Hap abandons his father in the moments Willy is most distraught, saying to the girls he's picked up, "No, that's not my father. He's just a guy." It's no wonder Happy rejects his father after his father's lifetime rejection of him. But over his father's grave he exclaims, "...Willy Loman did not die in vain. He had a good dream. It's the only dream you can have-to come out number-one man." Happy seems fated to be another Willy.

CHARLEY

Charley is a large, unimpressive man about Willy's age. He is Willy's neighbor and the father of Biffs schoolmate Bernard. Unconcerned about appearances, Charley first appears in pajamas and robe, when he comes over in the middle of the night to see why Willy's home.

Making clear that his play is not an attack on business in general, Miller writes that "the most decent man in Death of a Salesman is... Charley whose aims are not different from Willy Loman's. The great difference between them is that Charley is not a fanatic. Equally, however, he has learned how to live without that frenzy, that ecstasy of spirit which Willy chases to the end."

Charley stands in contradiction to everything Willy believes in. He is not concerned about being well liked, and says to Willy: "Why must everybody like you? Who liked J. P. Morgan? Was he impressive? In a Turkish bath he'd look like a butcher. But with his pockets on he was very well liked." Willy recalls Charley in the past, looking ridiculous in knickers his wife bought for him. Charley doesn't care about sports in the least. He has no ability with tools. His relationship with his son Bernard has been casual, and he has never given him advice. Charley isn't obsessed about the business world.

However, Charley is successful in business. To make money is as natural for him as carpentry is for Willy. Charley is prospering well enough that he can regularly lend Willy money which, although Willy assures him he's keeping strict accounts, Charley knows he'll never see again.

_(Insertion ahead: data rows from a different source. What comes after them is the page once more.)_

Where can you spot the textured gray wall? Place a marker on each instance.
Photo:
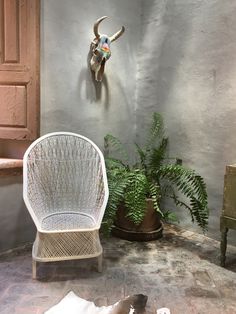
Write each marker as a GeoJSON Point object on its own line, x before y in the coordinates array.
{"type": "Point", "coordinates": [187, 71]}
{"type": "Point", "coordinates": [70, 99]}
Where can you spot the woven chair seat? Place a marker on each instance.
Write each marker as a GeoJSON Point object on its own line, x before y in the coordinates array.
{"type": "Point", "coordinates": [67, 221]}
{"type": "Point", "coordinates": [65, 192]}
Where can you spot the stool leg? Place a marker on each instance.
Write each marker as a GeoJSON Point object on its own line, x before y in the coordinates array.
{"type": "Point", "coordinates": [100, 263]}
{"type": "Point", "coordinates": [223, 245]}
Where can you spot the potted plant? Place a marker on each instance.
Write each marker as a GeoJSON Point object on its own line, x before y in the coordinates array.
{"type": "Point", "coordinates": [137, 190]}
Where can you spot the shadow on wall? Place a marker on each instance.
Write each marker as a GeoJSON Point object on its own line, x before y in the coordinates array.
{"type": "Point", "coordinates": [93, 89]}
{"type": "Point", "coordinates": [165, 31]}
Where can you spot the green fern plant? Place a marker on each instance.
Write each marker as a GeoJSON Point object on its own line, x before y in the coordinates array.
{"type": "Point", "coordinates": [152, 176]}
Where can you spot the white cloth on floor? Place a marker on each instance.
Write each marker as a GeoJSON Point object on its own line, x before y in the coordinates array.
{"type": "Point", "coordinates": [73, 304]}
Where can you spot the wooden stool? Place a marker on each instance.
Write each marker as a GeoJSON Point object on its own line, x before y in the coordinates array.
{"type": "Point", "coordinates": [228, 217]}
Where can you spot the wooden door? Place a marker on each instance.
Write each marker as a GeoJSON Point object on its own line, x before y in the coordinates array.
{"type": "Point", "coordinates": [19, 69]}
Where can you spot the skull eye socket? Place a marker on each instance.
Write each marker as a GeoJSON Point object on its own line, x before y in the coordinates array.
{"type": "Point", "coordinates": [98, 56]}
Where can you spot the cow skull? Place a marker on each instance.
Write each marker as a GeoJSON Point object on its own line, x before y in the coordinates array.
{"type": "Point", "coordinates": [101, 51]}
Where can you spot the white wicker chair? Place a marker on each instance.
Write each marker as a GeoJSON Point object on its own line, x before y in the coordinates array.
{"type": "Point", "coordinates": [65, 190]}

Charley is not threatened by Willy's abilities, which are different from his. He admires the ceiling, telling Willy that "to put up a ceiling is a mystery to me." He is stern about Willy's low standards of fair play, and impatient with his childlike dreams, urging Willy all through the years to "grow up." Charley is a realist. He knows that Willy doesn't much like or respect him, but that doesn't keep him from caring about Willy and seeing his good qualities. Despite Willy's rejection of his offers, Charley twice tells him that he could use him in his firm. In the final hours when he is reviewing his life, Willy recognizes what Charley has meant to him, and as he leaves Charley's office, stops to say with real feeling, "Charley, you're the only friend I got."